Mas «que liberdade?», inquiriu o deputado comunista, perguntando-se ainda «para onde vão os estudantes quando as escolas mais disputadas estiverem lotadas ou não os aceitarem». É que no «mercado concorrencial» que está na cabeça do Governo haverá as «escolas boas e as más», e, por isso, observou, não é difícil antever «quem vai para quais...»

Certo e seguro é ser esta uma «configuração da Escola Pública alheia ao projecto constitucional e à lei de bases do sistema educativo», denunciou, depois de chamar a atenção para os riscos que pairam sobre a escola inclusiva e democrática perante o facto de milhares de alunos com necessidades especiais estarem a iniciar as aulas «sem os apoios mínimos necessários». Pela simples razão de que o Executivo «não contratou os funcionários, professores, terapeutas da fala, intérpretes de Língua Gestual Portuguesa, psicólogos».

A merecer a crítica da bancada comunista esteve também o elevado custo do ensino que recai sobre as famílias, colocando-lhes redobradas dificuldades face a aumentos nos manuais e materiais escolares e às despesas de transportes.


Pôr na rua quem faz falta 

A justificação do Governo de que a diminuição de professores colocados é devida à diminuição de alunos foi vivamente contestada por Miguel Tiago, vendo nela um exercício de «profundo cinismo».
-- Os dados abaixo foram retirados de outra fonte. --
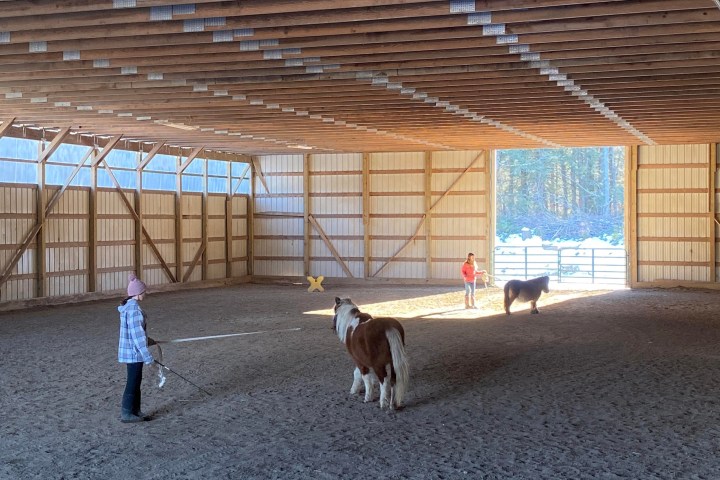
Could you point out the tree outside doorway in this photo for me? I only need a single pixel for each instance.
(560, 212)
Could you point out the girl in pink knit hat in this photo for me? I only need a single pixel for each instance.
(133, 349)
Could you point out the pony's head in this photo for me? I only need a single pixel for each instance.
(545, 282)
(345, 312)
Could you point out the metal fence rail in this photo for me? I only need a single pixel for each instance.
(606, 266)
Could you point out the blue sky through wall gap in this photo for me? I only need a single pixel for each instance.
(18, 164)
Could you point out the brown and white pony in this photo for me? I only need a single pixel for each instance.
(377, 346)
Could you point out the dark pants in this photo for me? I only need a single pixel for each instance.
(131, 396)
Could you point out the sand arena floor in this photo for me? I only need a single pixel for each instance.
(606, 385)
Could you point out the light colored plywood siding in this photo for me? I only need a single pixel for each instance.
(239, 235)
(158, 216)
(279, 241)
(192, 234)
(716, 213)
(216, 237)
(336, 204)
(18, 215)
(674, 233)
(460, 221)
(397, 206)
(66, 236)
(115, 241)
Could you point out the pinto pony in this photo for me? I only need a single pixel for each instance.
(377, 346)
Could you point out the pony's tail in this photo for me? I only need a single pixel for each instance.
(400, 365)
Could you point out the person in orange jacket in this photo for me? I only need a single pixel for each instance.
(470, 272)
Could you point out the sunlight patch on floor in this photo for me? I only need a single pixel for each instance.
(451, 305)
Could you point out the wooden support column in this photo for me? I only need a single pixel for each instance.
(7, 123)
(138, 225)
(92, 229)
(204, 225)
(428, 213)
(178, 223)
(491, 213)
(712, 208)
(366, 214)
(251, 221)
(228, 225)
(306, 214)
(40, 248)
(631, 220)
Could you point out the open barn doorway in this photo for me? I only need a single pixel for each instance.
(560, 212)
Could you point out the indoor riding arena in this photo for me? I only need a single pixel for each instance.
(232, 169)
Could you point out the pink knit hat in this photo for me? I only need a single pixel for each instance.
(135, 285)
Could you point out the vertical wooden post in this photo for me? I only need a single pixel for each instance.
(251, 220)
(712, 208)
(428, 215)
(306, 214)
(631, 219)
(490, 193)
(40, 249)
(179, 267)
(366, 214)
(204, 223)
(138, 226)
(228, 224)
(92, 229)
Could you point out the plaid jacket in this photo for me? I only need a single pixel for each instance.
(133, 341)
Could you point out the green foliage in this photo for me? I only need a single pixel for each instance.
(561, 194)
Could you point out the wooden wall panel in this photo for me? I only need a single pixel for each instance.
(17, 216)
(239, 235)
(192, 234)
(336, 203)
(66, 237)
(460, 220)
(397, 205)
(278, 226)
(158, 216)
(115, 239)
(216, 237)
(674, 223)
Não é isso que indicam os números, frisou, lembrando que nos últimos três anos as escolas perderam 25% do número de professores, enquanto o número de alunos diminuiu apenas 5%.

A verdade é que são outras as razões para o desemprego de milhares de docentes, que tanta falta fazem às escolas. O deputado comunista referenciou-as, apontando, por exemplo, a eliminação de disciplinas, o fim de desdobramentos em disciplinas experimentais, o aumento do número de alunos por turma, o impedimento de constituição de novas turmas, a não autorização de projectos ou actividades importantes para as escolas, a criação de um número cada vez maior de mega agrupamentos, o agravamento dos horários de trabalho dos docentes, as alterações na componente lectiva dos horários.
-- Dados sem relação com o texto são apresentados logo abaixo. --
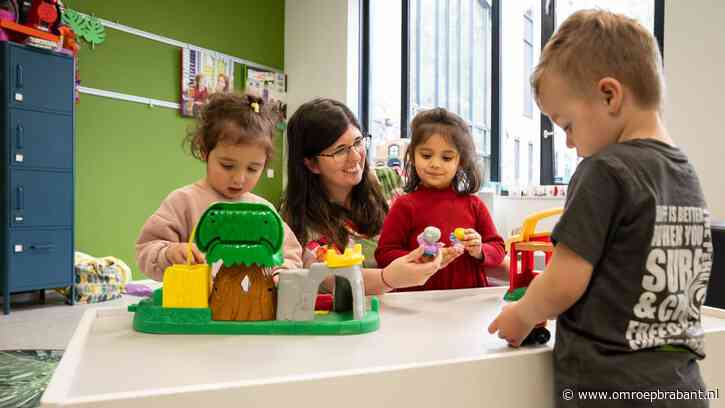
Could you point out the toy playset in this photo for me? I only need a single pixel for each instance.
(235, 292)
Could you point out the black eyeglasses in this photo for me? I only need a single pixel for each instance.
(340, 155)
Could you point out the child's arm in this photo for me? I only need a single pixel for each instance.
(490, 248)
(551, 293)
(393, 242)
(162, 241)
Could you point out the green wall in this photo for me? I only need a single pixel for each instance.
(129, 155)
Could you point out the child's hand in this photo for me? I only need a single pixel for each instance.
(511, 325)
(450, 254)
(177, 253)
(472, 243)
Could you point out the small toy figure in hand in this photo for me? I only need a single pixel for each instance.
(428, 239)
(457, 236)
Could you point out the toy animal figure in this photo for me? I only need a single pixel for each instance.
(428, 239)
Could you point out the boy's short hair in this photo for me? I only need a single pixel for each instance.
(593, 44)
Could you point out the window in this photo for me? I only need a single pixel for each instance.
(443, 56)
(528, 62)
(558, 161)
(464, 55)
(531, 163)
(520, 117)
(517, 161)
(385, 78)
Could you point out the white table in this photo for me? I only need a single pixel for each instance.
(432, 350)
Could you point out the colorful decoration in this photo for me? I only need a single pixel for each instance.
(89, 28)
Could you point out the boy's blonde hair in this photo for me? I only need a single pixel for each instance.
(593, 44)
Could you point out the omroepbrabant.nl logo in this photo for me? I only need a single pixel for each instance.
(569, 394)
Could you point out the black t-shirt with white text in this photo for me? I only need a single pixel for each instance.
(636, 212)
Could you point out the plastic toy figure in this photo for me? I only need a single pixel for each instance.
(457, 236)
(428, 239)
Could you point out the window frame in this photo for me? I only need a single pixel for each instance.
(548, 25)
(406, 65)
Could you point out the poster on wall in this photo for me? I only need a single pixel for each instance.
(202, 74)
(271, 87)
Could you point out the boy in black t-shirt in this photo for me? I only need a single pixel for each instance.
(633, 249)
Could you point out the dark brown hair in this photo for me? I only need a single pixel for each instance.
(315, 126)
(594, 44)
(234, 119)
(455, 130)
Estas, sim, são «as verdadeiras causas do desemprego galopante entre professores e todas são responsabilidade directa do Governo e do Ministro da Educação e Ciência», acusou Miguel Tiago, afirmando não esquecer que quem hoje expulsa da escola milhares de professores contratados é «o Governo do mesmo partido – de Paulo Portas – que prometia a integração e vinculação destes professores e que fingia estar contra a revisão da estrutura curricular proposta pelo PS». Tal como assegurou não esquecer que «este PS que hoje se opõe a estas medidas é o mesmo PS que as impôs há poucos anos». Por outras palavras, «é a alternância que liquida a Escola Pública, ora pelas mãos de uns, ora pelas mãos de outros».